We believe in taking a conservative, prudent approach to investing, and earning attractive, risk-adjusted returns over the long term.
For all of our clients, we begin by identifying the client's risk tolerance, goals, and objectives. We then translate this information into an investment plan according to the following principles that have been academically proven to increase an investor’s success:
Diversification is Key…Having a broadly diversified investment portfolio greatly increases your chances for success by reducing market risk while capturing market return. When combined with proper asset allocation, diversification is a powerful tool for managing risk and reward.
The Right Mix is Critical …Asset allocation is the most important decision an investor can make; academic studies have repeatedly shown that a properly allocated portfolio is the single largest factor in determining the level of future returns.
Invest Efficiently…Year after year, the majority of actively managed funds underperform their benchmark, while incurring higher fees.
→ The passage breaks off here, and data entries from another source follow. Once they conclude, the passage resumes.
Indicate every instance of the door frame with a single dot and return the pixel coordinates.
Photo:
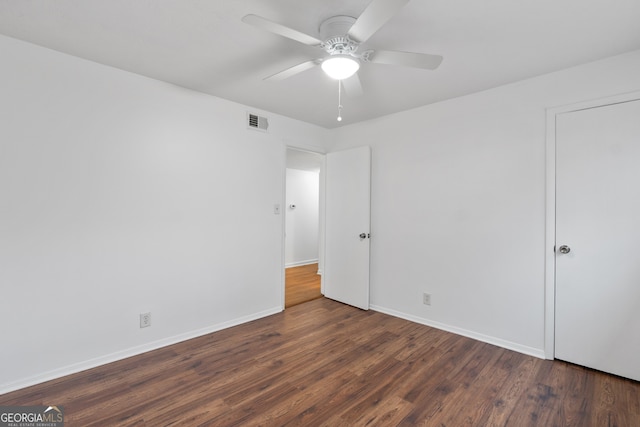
(317, 151)
(550, 214)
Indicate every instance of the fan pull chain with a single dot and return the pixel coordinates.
(339, 101)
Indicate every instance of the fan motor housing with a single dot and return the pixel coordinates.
(334, 33)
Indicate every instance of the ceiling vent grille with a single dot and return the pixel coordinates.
(257, 122)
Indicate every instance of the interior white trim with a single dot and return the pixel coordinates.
(535, 352)
(550, 220)
(301, 263)
(133, 351)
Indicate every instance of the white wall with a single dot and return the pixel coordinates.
(301, 242)
(458, 203)
(121, 195)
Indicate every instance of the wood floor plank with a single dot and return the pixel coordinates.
(325, 363)
(302, 284)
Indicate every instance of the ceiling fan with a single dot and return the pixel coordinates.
(341, 37)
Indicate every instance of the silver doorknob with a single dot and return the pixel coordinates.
(564, 249)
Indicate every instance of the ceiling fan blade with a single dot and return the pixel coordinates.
(374, 16)
(352, 86)
(274, 27)
(293, 70)
(406, 59)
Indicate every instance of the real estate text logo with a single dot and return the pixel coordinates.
(31, 416)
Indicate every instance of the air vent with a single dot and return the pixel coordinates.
(257, 122)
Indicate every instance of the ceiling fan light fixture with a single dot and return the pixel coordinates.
(340, 67)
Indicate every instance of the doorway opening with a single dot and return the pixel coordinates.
(303, 226)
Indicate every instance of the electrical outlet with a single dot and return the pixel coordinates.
(145, 320)
(426, 299)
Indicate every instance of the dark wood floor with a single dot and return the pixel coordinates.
(302, 284)
(324, 363)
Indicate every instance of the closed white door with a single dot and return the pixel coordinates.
(598, 238)
(346, 266)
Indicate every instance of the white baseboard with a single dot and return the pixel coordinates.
(531, 351)
(133, 351)
(301, 263)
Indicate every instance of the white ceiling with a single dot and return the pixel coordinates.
(204, 45)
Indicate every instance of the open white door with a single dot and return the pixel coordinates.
(598, 238)
(348, 199)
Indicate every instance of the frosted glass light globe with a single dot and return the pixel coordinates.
(340, 67)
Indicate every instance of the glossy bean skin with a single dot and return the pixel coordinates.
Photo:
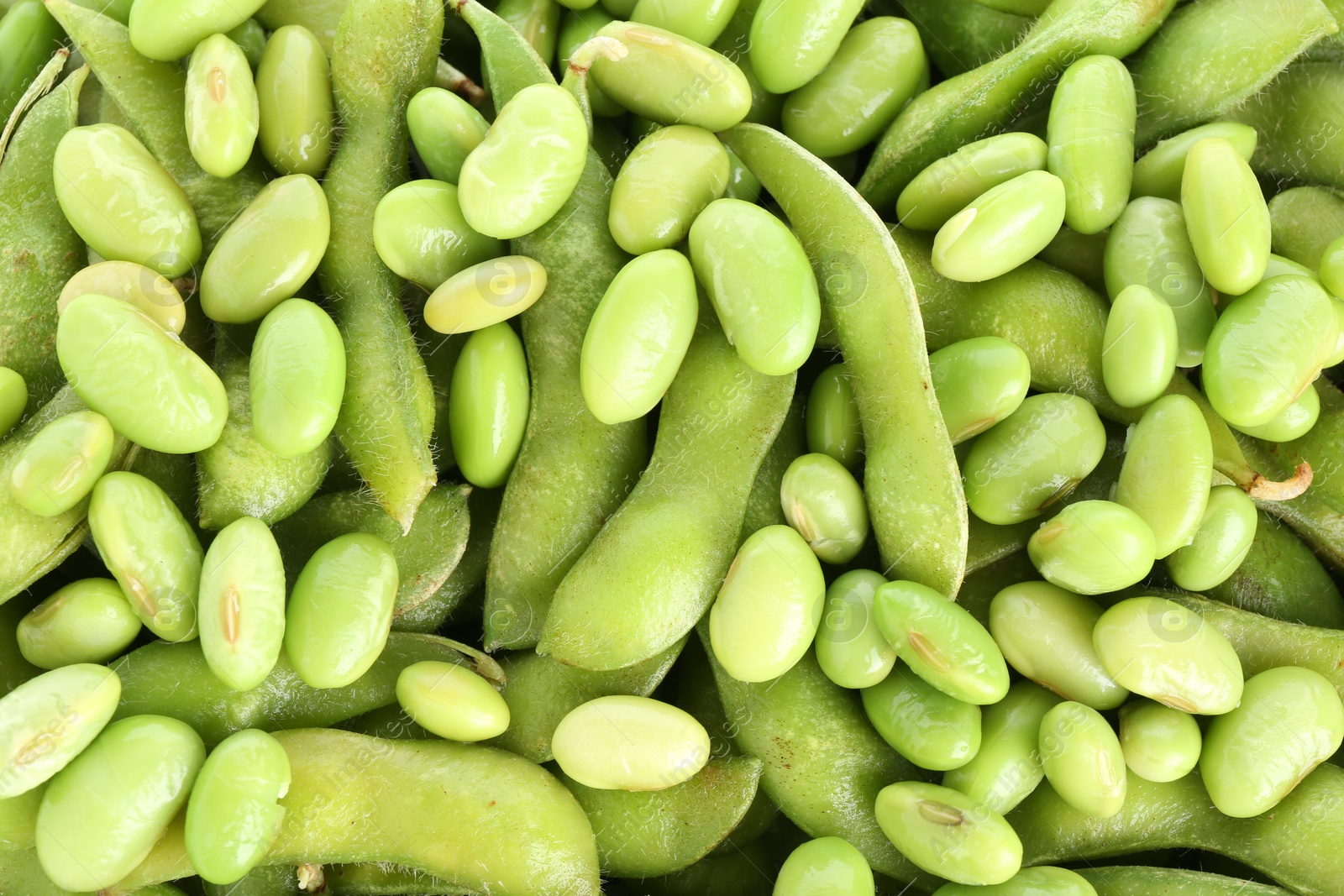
(875, 70)
(296, 107)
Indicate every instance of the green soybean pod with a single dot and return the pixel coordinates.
(671, 80)
(1163, 651)
(105, 810)
(638, 335)
(121, 201)
(268, 253)
(629, 743)
(57, 469)
(1092, 141)
(769, 607)
(1045, 633)
(340, 610)
(826, 866)
(297, 116)
(222, 116)
(296, 378)
(1226, 215)
(851, 647)
(1007, 768)
(444, 129)
(242, 604)
(761, 284)
(151, 550)
(952, 183)
(452, 701)
(941, 642)
(234, 812)
(1267, 348)
(947, 833)
(874, 71)
(87, 621)
(921, 723)
(1082, 759)
(165, 29)
(488, 405)
(1093, 547)
(664, 184)
(1159, 743)
(1032, 458)
(1001, 228)
(1160, 170)
(1140, 347)
(1289, 721)
(49, 720)
(824, 503)
(1149, 246)
(979, 382)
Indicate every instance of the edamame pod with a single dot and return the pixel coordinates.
(671, 80)
(1163, 651)
(528, 164)
(488, 405)
(979, 382)
(222, 114)
(123, 203)
(295, 102)
(87, 621)
(49, 720)
(769, 606)
(874, 71)
(638, 336)
(1093, 547)
(1140, 349)
(268, 253)
(233, 815)
(242, 604)
(445, 129)
(296, 378)
(664, 184)
(1082, 759)
(102, 815)
(1001, 228)
(151, 550)
(58, 468)
(761, 284)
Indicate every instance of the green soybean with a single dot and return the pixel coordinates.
(1163, 651)
(1092, 141)
(222, 114)
(1289, 721)
(121, 201)
(1035, 457)
(761, 284)
(1159, 743)
(242, 604)
(664, 184)
(979, 382)
(874, 71)
(941, 642)
(233, 815)
(949, 835)
(296, 378)
(49, 720)
(638, 335)
(1045, 633)
(102, 815)
(268, 253)
(57, 469)
(296, 109)
(952, 183)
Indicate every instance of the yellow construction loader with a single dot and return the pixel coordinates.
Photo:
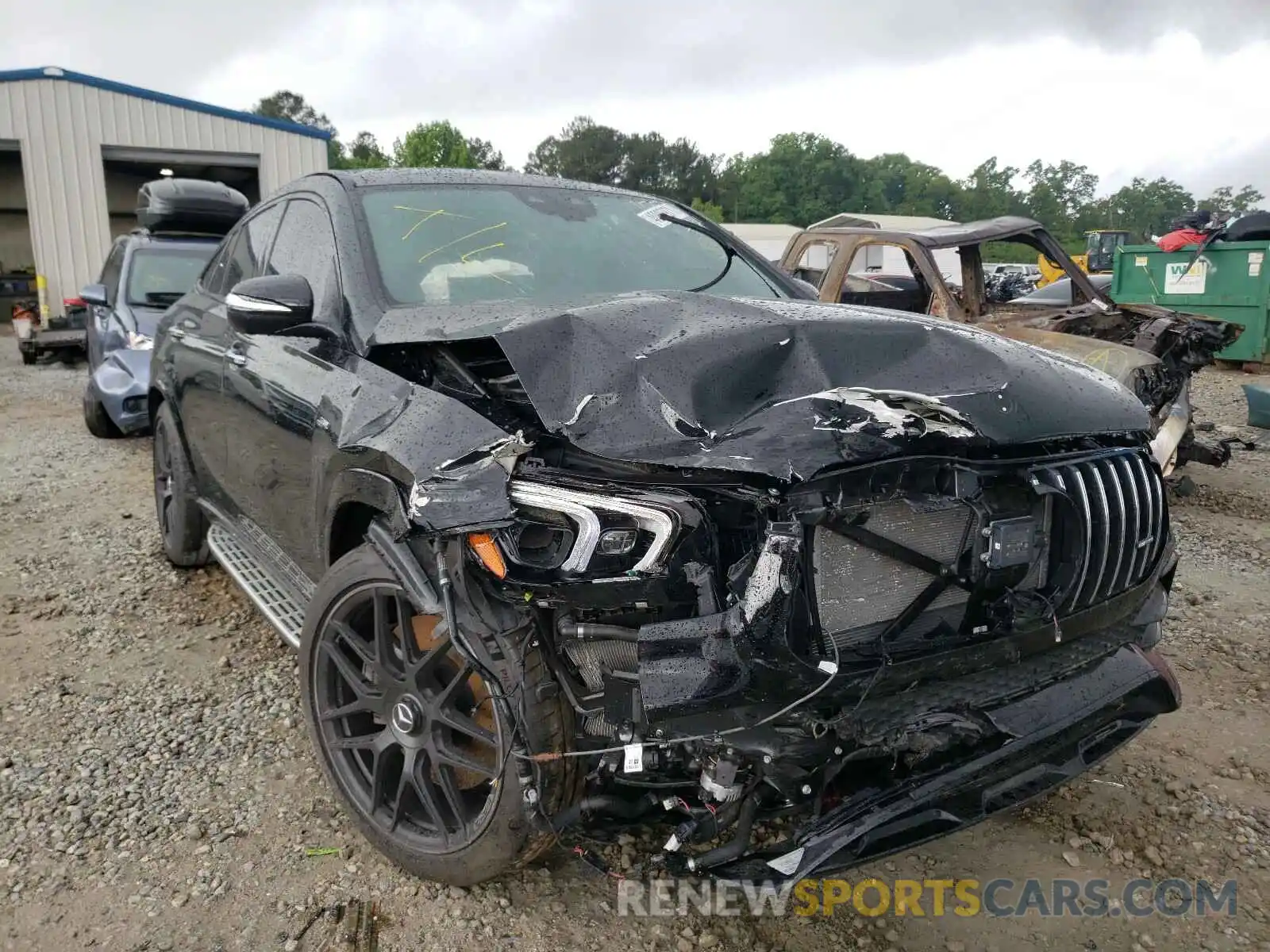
(1099, 258)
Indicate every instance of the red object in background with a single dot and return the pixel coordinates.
(1178, 240)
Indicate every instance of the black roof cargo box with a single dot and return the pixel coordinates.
(190, 206)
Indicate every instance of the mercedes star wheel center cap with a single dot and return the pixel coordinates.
(406, 717)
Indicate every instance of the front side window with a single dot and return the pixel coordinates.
(159, 276)
(465, 244)
(247, 255)
(111, 272)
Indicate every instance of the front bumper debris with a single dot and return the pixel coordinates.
(1062, 731)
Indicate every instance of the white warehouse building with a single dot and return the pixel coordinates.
(75, 149)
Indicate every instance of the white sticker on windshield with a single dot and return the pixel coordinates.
(653, 213)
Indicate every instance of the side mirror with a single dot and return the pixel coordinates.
(270, 304)
(95, 295)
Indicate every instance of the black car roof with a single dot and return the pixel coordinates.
(368, 178)
(949, 235)
(143, 236)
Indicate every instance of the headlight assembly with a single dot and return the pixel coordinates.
(569, 528)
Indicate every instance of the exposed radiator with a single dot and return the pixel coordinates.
(859, 590)
(592, 659)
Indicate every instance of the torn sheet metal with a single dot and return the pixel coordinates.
(457, 474)
(789, 387)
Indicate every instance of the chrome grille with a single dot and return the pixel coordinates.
(1119, 517)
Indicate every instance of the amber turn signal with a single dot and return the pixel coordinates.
(487, 550)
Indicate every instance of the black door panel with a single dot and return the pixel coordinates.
(273, 386)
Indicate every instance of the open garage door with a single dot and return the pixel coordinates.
(17, 254)
(127, 169)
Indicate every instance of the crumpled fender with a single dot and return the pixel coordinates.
(124, 374)
(455, 461)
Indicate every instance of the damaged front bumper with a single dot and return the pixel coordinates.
(121, 384)
(1057, 734)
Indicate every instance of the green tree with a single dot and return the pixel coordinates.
(292, 107)
(1058, 194)
(433, 145)
(365, 152)
(800, 179)
(583, 152)
(903, 187)
(711, 211)
(988, 192)
(483, 155)
(1142, 207)
(1227, 200)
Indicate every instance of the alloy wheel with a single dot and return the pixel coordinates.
(163, 479)
(406, 721)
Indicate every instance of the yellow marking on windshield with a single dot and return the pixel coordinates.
(1098, 359)
(429, 215)
(473, 234)
(478, 251)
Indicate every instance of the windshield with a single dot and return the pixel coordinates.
(465, 244)
(159, 276)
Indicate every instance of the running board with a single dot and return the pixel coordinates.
(276, 601)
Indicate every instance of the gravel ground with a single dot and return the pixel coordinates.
(158, 793)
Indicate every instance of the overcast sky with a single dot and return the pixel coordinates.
(1127, 86)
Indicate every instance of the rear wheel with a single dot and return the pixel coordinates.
(410, 736)
(182, 524)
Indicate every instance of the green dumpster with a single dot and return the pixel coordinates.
(1230, 282)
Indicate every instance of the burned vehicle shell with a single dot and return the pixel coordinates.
(1153, 351)
(652, 537)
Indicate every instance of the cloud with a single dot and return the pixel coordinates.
(521, 54)
(725, 74)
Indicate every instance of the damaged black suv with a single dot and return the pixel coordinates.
(579, 513)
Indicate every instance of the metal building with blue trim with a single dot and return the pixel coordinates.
(74, 149)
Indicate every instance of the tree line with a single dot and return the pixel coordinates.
(800, 178)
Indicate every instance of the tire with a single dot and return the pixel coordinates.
(506, 839)
(182, 524)
(98, 420)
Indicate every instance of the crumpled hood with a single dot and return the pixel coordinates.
(789, 387)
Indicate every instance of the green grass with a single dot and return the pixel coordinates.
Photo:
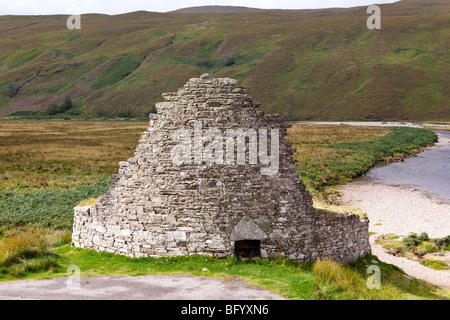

Over time, owning index funds provides improved returns, increased tax efficiency and lower costs over their actively managed peers.
Market Timing is Risky…A successful timing strategy requires three correct decisions: when to get in the market, when to get out, and when to get back in again. Market timers move money in and out of different investments in an attempt to profit from short-term cyclical events. This is a dangerous practice. Decades of empirical research by hundreds of academics and economists have yet to find conclusive evidence that market timing works.
Costs Matter…An investor’s earnings comprise the market rate of return less fees and expenses. By reducing costs, an investor captures more of the market return. Compounded over time, that can mean hundreds or even thousands of dollars saved. Those savings stay in the portfolio, and continue to work for you.